In the motion they have added that “the rise in the main reference index is causing a strong increase in the monthly mortgage payments of families that will spread over the next few months as the corresponding periodic reviews take place.”

In addition, they have influenced, “the exposure to interest rate risk of the mortgage portfolio has been reducing in recent years, increasing the weight of fixed rate loans.”

Before the abrupt rise in interest rates, three out of four new mortgages were already granted at a fixed rate and the average residual term has dropped from eighteen years in 2017 to barely ten at the end of 2021, “with which there would be margin to solve the problems by increasing the term of the mortgages”. But, they point out, “despite that, we will have serious problems derived from these decisions to increase interest rates.”
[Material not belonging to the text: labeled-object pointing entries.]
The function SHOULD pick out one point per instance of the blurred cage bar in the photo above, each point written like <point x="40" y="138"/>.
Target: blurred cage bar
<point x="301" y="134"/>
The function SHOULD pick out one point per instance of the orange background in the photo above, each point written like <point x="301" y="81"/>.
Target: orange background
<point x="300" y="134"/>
At this point, they have indicated that the Royal Decree approved in December 2022 expands the current Code of Good Practices, so that it can cover those vulnerable debtors affected by increases in interest rates that reach excessive levels of mortgage effort, in the event of any increase in the mortgage effort.
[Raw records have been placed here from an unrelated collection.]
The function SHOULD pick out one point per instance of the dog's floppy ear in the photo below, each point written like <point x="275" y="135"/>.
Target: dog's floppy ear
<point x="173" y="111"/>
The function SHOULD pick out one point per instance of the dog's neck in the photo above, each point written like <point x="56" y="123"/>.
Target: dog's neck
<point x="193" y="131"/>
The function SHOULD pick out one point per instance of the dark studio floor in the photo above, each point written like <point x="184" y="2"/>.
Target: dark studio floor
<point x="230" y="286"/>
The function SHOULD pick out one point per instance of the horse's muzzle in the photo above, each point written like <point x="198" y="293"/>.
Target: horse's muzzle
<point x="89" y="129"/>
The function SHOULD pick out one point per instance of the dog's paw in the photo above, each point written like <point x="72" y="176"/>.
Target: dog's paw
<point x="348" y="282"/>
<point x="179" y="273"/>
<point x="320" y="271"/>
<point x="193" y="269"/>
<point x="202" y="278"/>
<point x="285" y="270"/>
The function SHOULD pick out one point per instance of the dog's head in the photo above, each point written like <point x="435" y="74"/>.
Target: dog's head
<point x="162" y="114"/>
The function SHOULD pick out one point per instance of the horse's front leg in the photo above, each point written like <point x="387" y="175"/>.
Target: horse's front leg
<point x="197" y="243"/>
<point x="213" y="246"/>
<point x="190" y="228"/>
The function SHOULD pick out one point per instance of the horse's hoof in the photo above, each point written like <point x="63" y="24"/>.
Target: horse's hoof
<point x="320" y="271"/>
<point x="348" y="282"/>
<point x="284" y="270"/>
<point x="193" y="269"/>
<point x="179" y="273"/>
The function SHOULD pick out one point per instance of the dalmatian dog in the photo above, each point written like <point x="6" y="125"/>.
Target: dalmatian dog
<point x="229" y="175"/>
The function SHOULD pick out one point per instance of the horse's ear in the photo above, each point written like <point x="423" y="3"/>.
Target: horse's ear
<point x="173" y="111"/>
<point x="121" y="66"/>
“Theoretically, it should protect families with an income of less than 25,200 euros (three times the IPREM) who dedicate more than 50% of their monthly income to paying the mortgage and middle-class debtors who are at risk of becoming vulnerable due to the increase of mortgages with an income limit per household of up to 29,400 euros per year”. “Those for whom the mortgage burden represents 30% of their income and have had an increase of at least 20% may adhere to this plan.”
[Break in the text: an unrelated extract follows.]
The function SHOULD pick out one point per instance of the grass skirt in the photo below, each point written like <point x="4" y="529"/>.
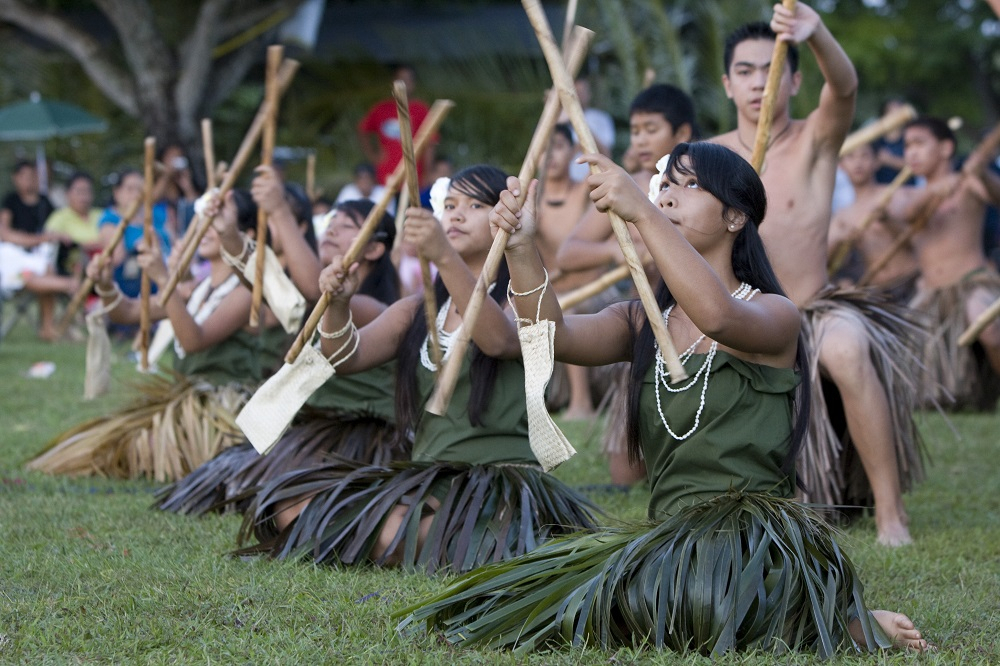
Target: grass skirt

However, they have pointed out, “the plan is failing since only a few dozen operations have been signed and similarly, as it is the free decision of the banks to grant the operations, those who take advantage of the relief measures of the Royal Decree will pay much more interest at the end of the mortgage, which does not constitute any solution”.

The agreement between the Government and the banking sector includes “the possibility of extending the repayment period up to seven years, applying a grace period of one, two or five years and reducing interest during that time.” “For those with mortgages, it means substantially reducing the amount of their monthly installments, but also having to pay more interest in the long run.”

“The rise in interest rates on mortgage loans is going to cause an enormous transfer of income from families, especially the most vulnerable, to the banks,” they point out in the motion from United We Can and have added that “most of this huge figure will be transferred directly to bank profits, because the cost of money has hardly increased for the banks because the price of money has not been transferred to the liabilities of the banks since the bank has not yet increased the remuneration to its clients for their accounts and deposits.

Thus, they have insisted on “extraordinary benefits for banks, but a high cost for families, because this rise in rates triggers the monthly cost of loans, placing many of them in serious difficulty in paying their monthly installments” .

Finally, they have insisted that “we must learn from the experience of the past.” “Spain cannot consent to a new wave of evictions of families who cannot pay their mortgage,” they concluded.